After Tom Phillips read this passage, Colson and Phillips prayed together, but Colson left the Phillips home that evening with lingering doubts. He pulled his car over on the drive home, though, and began to pray.
I had the strange sensation that water was not only running down my cheeks but surging through my whole body a well, cleansing and cooling as it went. They weren't tears of sadness and remorse, nor of joy -- but somehow tears of relief.
And then I prayed my first real prayer: "God, I don't know how to find you but I'm going to try! I'm not much the way I am now but somehow I want to give myself over to you." I didn't know how to say more so I repeated over and over the words "Take me." ...

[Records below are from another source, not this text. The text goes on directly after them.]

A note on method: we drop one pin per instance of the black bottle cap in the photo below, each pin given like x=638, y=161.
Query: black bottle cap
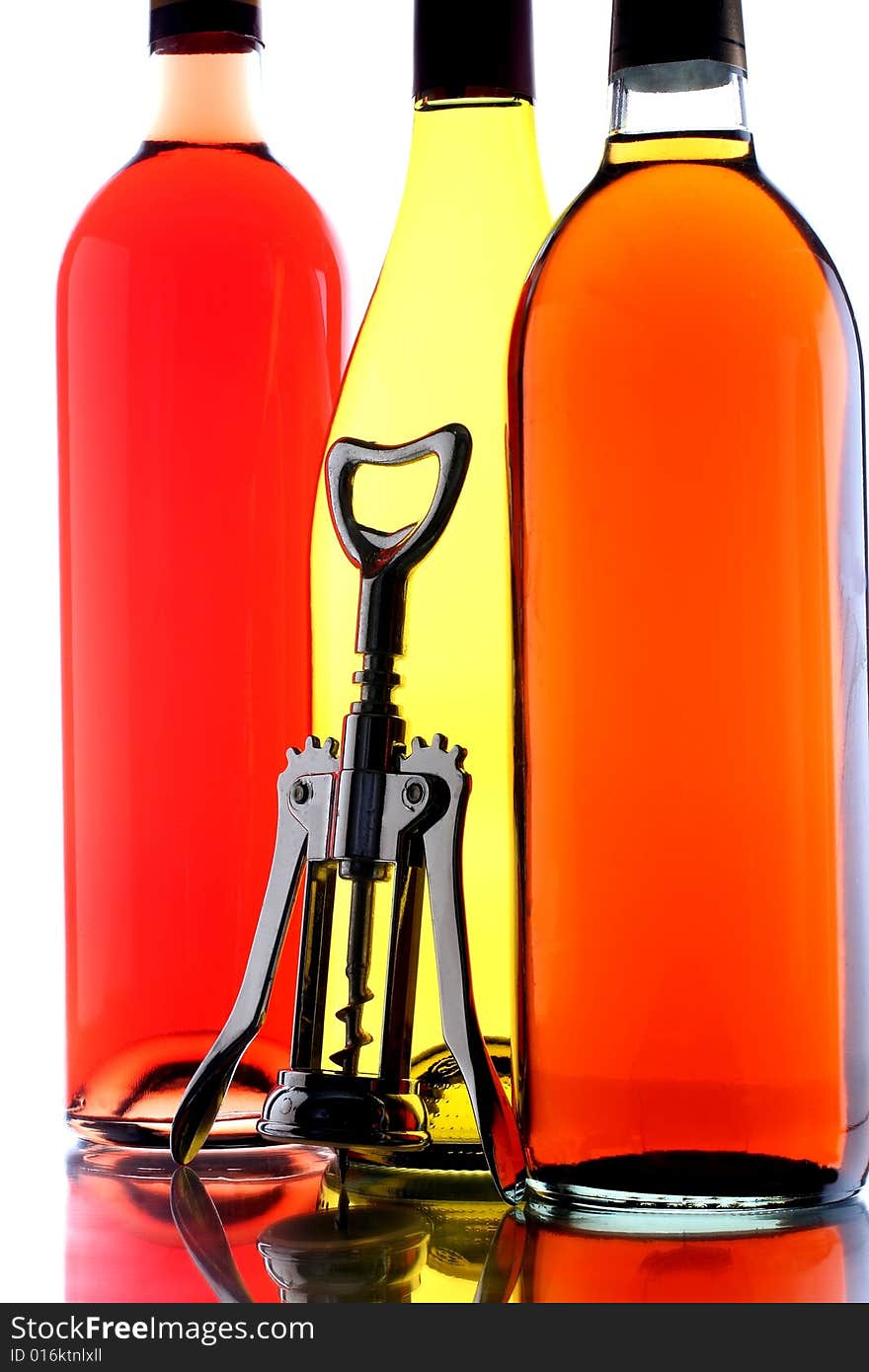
x=478, y=45
x=175, y=18
x=648, y=32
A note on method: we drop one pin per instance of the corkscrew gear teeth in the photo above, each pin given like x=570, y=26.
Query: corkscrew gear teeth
x=359, y=815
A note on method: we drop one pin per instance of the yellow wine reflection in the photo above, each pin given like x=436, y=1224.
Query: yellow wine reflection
x=270, y=1225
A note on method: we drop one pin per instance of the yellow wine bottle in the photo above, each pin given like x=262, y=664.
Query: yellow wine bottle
x=433, y=350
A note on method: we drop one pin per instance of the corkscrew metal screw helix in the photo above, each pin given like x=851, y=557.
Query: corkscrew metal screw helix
x=361, y=815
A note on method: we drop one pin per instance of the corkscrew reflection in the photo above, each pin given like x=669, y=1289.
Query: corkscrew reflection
x=274, y=1225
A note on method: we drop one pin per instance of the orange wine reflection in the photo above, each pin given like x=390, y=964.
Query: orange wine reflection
x=820, y=1257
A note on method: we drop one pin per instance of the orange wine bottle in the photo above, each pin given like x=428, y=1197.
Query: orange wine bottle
x=689, y=551
x=199, y=320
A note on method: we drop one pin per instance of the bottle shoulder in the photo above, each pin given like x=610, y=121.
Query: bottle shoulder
x=722, y=224
x=175, y=193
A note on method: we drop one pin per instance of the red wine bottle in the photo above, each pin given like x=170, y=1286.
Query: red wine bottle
x=199, y=333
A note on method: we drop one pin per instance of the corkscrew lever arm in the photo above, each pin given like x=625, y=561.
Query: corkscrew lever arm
x=442, y=848
x=204, y=1094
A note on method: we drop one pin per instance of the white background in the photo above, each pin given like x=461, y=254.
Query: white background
x=73, y=88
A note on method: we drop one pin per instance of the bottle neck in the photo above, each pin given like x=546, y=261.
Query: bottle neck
x=206, y=90
x=482, y=147
x=681, y=105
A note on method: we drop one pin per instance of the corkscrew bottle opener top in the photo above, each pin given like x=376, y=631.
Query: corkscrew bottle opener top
x=364, y=813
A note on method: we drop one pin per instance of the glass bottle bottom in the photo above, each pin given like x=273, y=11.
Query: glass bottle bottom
x=711, y=1181
x=238, y=1132
x=130, y=1098
x=454, y=1140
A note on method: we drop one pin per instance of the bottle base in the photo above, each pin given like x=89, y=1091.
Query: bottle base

I stayed there in the car, wet-eyed, praying, thinking for perhaps half an hour, perhaps longer, alone in the dark of the quiet night. Yet for the first time in my life I was not alone at all.
Excerpts from pages 203-207 of Charles Colson: A Life Redeemed by Jonathan Aitken, published by Waterbrook Press in 2005.
The contained quotation from Mere Christianity by C.S. Lewis appears in Chapter Eight, "The Great Sin."
Prayer: Lord, we ask you to help us resist the great sin of Pride. Set our sights not on what we think is below us, but on you who are above us. Amen.
Prayer Concern: those serving our nation's leaders.